Dem unspektakulären Ausgang des Koblenzer Verfahrens war eine beispiellose Ermittlungstätigkeit vorausgegangen. Im Herbst 1993 hatte das rheinisch-pfälzische Landeskriminalamt im Rahmen des längsten bekanntgewordenen Lauschangriffes der bundesdeutschen Geschichte ein Treffen der radikal-Redaktion in der Eifel mitgeschnitten. Anschließend wurden vermeintliche TeilnehmerInnen der Sitzung anderthalb Jahre lang selbst in den letzten Winkel ihres Lebens observiert: Versteckte Kameras wurden gegenüber ihren Wohnungen angebracht, Post geöffnet, Telefone abgehört und die Bewegungen auf ihren Bankkonten unter die Lupe genommen.

Die im Herbst 1993 begonnene Mammutobservation endete erst, als am 13. Juni 1995 bundesweit 55 Wohnungen und linke Einrichtungen von der Polizei auf den Kopf gestellt und vier der vermeintlichen Redaktionsmitglieder verhaftet wurden. Vier weitere Beschuldigte konnten sich der Verhaftung entziehen, tauchten ab und stellten sich im vergangenen Jahr den Verfolgungsbehörden. Ob das gegen sie und eine weitere Frau vor dem Düsseldorfer Oberlandesgericht anhängige Verfahren ebenfalls eingestellt wird, ist noch offen.
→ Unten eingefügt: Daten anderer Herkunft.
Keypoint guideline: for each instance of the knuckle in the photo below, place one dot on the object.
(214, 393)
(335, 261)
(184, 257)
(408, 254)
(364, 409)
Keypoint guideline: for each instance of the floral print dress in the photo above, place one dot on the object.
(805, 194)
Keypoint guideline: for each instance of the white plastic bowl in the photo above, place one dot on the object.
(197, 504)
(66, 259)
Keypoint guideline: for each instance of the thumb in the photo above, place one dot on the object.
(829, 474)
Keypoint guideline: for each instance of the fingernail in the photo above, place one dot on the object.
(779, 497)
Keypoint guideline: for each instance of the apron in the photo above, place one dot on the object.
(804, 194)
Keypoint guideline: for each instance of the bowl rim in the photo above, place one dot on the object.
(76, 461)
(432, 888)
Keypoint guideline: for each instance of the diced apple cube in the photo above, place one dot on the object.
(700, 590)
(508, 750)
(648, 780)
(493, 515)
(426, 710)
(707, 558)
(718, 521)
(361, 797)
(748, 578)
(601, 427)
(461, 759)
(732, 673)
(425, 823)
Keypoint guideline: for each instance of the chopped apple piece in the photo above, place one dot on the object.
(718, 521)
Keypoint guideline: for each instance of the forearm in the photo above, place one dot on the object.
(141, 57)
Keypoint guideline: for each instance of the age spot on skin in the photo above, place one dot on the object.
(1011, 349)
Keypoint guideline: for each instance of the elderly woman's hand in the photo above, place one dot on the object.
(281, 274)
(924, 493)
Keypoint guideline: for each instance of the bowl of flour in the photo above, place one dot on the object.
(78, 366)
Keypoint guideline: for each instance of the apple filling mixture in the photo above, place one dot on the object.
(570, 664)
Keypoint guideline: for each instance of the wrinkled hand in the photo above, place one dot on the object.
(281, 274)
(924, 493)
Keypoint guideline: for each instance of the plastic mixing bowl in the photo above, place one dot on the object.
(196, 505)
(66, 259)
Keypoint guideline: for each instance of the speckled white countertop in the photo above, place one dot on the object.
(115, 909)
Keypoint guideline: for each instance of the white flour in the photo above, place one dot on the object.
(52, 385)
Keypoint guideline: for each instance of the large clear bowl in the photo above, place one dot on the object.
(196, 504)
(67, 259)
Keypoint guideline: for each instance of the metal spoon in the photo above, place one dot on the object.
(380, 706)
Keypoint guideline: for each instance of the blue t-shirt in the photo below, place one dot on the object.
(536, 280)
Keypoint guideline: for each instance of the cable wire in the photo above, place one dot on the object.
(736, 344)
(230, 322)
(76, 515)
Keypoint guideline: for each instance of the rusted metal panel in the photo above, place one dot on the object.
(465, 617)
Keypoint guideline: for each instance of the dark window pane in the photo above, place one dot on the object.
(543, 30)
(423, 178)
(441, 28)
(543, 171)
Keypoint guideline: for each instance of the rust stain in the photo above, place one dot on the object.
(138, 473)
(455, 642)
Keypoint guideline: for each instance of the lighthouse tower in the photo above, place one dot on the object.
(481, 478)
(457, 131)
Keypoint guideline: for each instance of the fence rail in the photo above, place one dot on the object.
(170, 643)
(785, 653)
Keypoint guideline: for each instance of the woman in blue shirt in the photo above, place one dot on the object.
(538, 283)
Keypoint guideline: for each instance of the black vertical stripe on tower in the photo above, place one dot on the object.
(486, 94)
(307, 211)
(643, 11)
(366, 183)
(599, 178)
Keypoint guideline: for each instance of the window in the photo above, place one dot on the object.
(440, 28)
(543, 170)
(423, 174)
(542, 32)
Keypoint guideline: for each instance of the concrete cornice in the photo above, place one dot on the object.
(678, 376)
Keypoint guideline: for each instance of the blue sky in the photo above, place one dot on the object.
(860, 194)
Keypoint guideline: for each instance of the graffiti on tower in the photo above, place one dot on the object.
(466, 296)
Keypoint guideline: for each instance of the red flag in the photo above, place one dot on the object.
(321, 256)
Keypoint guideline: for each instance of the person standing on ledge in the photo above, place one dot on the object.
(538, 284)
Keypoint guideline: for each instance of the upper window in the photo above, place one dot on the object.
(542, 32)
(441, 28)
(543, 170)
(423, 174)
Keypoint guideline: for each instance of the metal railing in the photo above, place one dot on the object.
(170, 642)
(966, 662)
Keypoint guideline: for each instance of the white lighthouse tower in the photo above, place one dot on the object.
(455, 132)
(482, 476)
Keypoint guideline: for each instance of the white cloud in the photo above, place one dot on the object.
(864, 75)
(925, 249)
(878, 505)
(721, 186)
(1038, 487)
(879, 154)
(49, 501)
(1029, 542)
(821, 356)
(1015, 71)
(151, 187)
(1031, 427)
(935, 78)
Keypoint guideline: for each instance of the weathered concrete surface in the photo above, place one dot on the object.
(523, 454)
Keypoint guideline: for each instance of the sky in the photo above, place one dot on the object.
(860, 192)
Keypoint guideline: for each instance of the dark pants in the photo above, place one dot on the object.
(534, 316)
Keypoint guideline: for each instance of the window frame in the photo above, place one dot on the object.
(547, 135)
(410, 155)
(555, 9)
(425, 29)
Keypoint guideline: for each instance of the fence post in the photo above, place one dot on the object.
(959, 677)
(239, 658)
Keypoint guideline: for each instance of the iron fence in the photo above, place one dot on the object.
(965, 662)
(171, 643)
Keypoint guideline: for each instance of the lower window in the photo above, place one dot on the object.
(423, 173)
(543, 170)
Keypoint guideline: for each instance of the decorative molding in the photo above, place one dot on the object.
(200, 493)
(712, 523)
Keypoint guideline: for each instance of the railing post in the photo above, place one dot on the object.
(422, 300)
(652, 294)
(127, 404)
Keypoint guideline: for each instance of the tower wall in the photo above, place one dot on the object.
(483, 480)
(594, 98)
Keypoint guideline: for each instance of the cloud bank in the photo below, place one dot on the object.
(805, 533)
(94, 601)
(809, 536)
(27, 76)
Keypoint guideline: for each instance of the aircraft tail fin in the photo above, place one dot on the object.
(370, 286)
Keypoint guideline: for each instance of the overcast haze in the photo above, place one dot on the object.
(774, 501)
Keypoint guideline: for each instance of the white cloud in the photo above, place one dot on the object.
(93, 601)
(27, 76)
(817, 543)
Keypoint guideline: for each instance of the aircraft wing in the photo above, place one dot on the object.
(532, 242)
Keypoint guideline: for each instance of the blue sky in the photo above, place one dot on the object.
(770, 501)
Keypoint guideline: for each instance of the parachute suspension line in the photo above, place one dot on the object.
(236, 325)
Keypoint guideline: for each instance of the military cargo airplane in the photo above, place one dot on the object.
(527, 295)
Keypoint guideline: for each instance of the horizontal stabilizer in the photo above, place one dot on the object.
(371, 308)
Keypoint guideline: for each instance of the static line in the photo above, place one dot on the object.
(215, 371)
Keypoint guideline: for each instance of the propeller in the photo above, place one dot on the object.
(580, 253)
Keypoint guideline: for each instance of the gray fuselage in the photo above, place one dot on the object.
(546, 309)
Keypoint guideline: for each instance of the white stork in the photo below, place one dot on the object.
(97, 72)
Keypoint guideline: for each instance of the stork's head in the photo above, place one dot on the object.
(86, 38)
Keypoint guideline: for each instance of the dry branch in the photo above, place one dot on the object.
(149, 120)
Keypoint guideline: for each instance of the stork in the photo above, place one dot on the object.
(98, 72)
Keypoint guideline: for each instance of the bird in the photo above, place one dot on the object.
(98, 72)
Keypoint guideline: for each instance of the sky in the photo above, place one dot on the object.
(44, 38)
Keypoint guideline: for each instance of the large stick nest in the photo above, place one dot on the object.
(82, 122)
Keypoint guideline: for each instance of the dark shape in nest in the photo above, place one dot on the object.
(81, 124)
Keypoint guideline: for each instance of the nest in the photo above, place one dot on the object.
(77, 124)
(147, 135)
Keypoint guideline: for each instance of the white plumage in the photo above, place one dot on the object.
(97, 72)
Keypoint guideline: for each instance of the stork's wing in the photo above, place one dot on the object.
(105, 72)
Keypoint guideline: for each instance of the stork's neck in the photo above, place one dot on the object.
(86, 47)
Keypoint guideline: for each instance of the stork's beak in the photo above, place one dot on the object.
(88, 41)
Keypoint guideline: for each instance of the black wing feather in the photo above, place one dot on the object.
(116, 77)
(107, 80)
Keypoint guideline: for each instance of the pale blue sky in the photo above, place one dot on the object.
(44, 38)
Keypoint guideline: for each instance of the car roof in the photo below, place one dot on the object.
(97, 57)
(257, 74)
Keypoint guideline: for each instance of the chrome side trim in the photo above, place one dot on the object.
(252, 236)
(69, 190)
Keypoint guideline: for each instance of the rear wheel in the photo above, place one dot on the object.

Die Festgenommenen, deren Verfahren jetzt endet, blieben unter isolierenden Verwahrungsbedingungen knapp ein halbes Jahr in Untersuchungshaft. Zu Haftprüfungsterminen wurden sie wie "Top-Terroristen" vorgeführt: flankiert von auf sie gerichtete Maschinenpistolen und mit aneinandergeketteten Hand- und Fußfesseln bewegungsunfähig gemacht.

Nach der Großrazzia vom Juni 1995 fanden noch zahlreiche Durchsuchungen bei mutmaßlichen Mitgliedern und UnterstützerInnen der radikal statt, die mit zunehmend absurderen Rechtskonstruktionen begründet wurden. So erhielten auch Personen unangemeldeten Besuch, deren einziges Vergehen es gewesen sein soll, die radikal abonniert zu haben. Weitere Highlights der Verfolgungswut der Ermittler: Deutsche Kriminalbeamte durchsuchten im vorigen Dezember auf umstrittener rechtlicher Grundlage die Wohnung eines angeblichen radikal-Unterstützers in Holland.

Im vergangenen Januar beschlagnahmten die Ermittler den Redaktionscomputer eines damaligen Mitarbeiters der jungen Welt und durchwühlten in seiner Abwesenheit auch seine Privatwohnung. Kurz zuvor hatte die Berliner Staatsanwaltschaft Anklage gegen die PDS-Vizechefin Angela Marquardt erhoben, weil diese durch einen Hinweis auf die Web-Seiten der radikal in ihrer Internet-Homepage Straftaten gebilligt haben soll.